If he has time between sessions, he sits and ponders the task ahead in fine detail. “I try to run through visual laps in my head, making note of how each car brakes, and how I can use the brakes and the steering wheel to my advantage in each car. I like to run through one entire lap in my head in each car before heading out.”

If he’s hopping into the Corvette, he’ll have to reassure himself that, regardless of what he does, the rear will stick. Bravery is paramount. If he’s moving into the MR2, he’ll have to soften his touch somewhat, since his finesse is what makes the difference.

Once in the Corvette, finding a clear, quick lap is a matter of careful spacing and an aggressive warmup lap. The Pirellis Hards are durable and consistent, but they usually take two laps before they’re at operating temperature. “They just get better as the session wears on, but some of my best laps get ruined by traffic, because the Pirellis are just starting to get into the sweet spot two laps in, which is when we’ve caught the back of the pack.

The two are considering a softer tire to help the Corvette perform a little faster out of the gate.

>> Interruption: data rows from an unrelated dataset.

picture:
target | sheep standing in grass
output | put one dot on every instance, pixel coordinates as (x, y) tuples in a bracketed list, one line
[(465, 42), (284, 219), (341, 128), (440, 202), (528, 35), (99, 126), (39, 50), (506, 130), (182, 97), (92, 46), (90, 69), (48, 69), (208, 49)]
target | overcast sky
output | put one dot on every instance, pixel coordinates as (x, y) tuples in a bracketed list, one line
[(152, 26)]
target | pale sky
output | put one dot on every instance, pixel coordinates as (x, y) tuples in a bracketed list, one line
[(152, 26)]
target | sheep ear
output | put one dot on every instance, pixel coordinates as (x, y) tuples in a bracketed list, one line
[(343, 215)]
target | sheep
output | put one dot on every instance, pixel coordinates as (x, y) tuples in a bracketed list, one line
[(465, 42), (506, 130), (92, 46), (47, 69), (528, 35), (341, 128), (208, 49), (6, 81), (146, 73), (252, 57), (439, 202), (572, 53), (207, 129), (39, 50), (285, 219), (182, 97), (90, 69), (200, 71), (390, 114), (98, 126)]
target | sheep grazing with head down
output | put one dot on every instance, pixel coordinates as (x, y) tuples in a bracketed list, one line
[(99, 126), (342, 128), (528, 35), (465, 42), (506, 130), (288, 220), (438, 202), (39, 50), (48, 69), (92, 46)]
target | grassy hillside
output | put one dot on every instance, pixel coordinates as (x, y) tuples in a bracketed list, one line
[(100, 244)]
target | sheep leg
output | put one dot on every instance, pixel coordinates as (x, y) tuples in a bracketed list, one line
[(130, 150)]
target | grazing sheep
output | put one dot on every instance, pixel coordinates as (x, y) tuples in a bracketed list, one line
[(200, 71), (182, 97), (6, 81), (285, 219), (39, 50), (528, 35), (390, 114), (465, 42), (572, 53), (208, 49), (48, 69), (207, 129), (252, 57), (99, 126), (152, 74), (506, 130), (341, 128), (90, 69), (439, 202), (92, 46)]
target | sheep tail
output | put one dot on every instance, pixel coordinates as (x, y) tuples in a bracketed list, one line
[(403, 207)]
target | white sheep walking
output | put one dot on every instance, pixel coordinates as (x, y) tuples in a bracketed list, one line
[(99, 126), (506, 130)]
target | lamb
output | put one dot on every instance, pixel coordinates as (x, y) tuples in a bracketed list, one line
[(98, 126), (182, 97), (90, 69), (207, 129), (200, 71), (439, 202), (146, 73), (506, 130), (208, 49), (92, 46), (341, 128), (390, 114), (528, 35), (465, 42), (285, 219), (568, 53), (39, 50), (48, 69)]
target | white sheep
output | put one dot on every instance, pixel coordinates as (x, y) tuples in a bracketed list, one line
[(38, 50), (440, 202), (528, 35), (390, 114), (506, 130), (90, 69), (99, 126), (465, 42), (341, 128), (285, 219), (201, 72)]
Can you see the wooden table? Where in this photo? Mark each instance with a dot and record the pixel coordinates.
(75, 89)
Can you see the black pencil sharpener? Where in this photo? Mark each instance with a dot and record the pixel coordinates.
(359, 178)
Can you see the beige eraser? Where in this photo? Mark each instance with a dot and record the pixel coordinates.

“In contrast, the MR-S is good to go by the second corner. The Toyo RRs are as good on the track as they are on an autocross. However, they are sensitive to pressures and surface texture. The rear tires can overheat depending on track and starting pressure, but that’s mainly because of the drivetrain layout. If we see this, we’ll lower the starting pressure, and they’re usually fine for 30-minute sessions.”

Moment of Truth

The duo plans on bringing both machines to this year’s NASA Championships. Both need a little work before they’re optimized. The Corvette can stand to lose 175 pounds and dial some of the push out of the setup. The MR-S’ rear stability needs improving before he feels he can coax everything out of the car consistently. Giving it rear downforce would pose a problem, though, as he’s currently taking advantage of the BTM Aero benefit. “I would have to take a staggering 1.4:1 power to weight hit putting on a rear wing. The BTM Aero gives me a .4:1 bump, and adding a wing removes that while also hitting me with a 1:0 power to weight hit, as per TT6 rules.”

The important point is that they’re not daunted by the task of taking two different cars to the NASA Championships. They’ve learned how to get the most from the cars on track, and they’ve figured out how to delegate the various tasks in an efficient manner that leaves them with the time and bandwidth needed to extract the most from two very different vehicles. In fact, they’re considering adding to the Team Auto Solve garage. Nice to know they’re up for another challenge.

Images courtesy of Elevated Trackside, CaliPhoto, VeitchCreative, Jason Andrade, Elevated Entropy LLC. and Eric Kennel


  1. The Vette sounds awesome. Would be nicer if the steering wheel was telescoped in more. Playing with tire pressures may be the easy way to dial out the understeer, although it doesn’t look like it’s suffering from much. Put on the softer tires and just work on earlier throttle inputs/corner exits.
    With the MR-S you may need to fiddle with toe settings to dial out the snappiness. You want the rotation on tracks with low speed turns, but the rotation needs to be progressive and predictable in the higher speed stuff or it can be unsettling. I know how it feels. Been there, done that.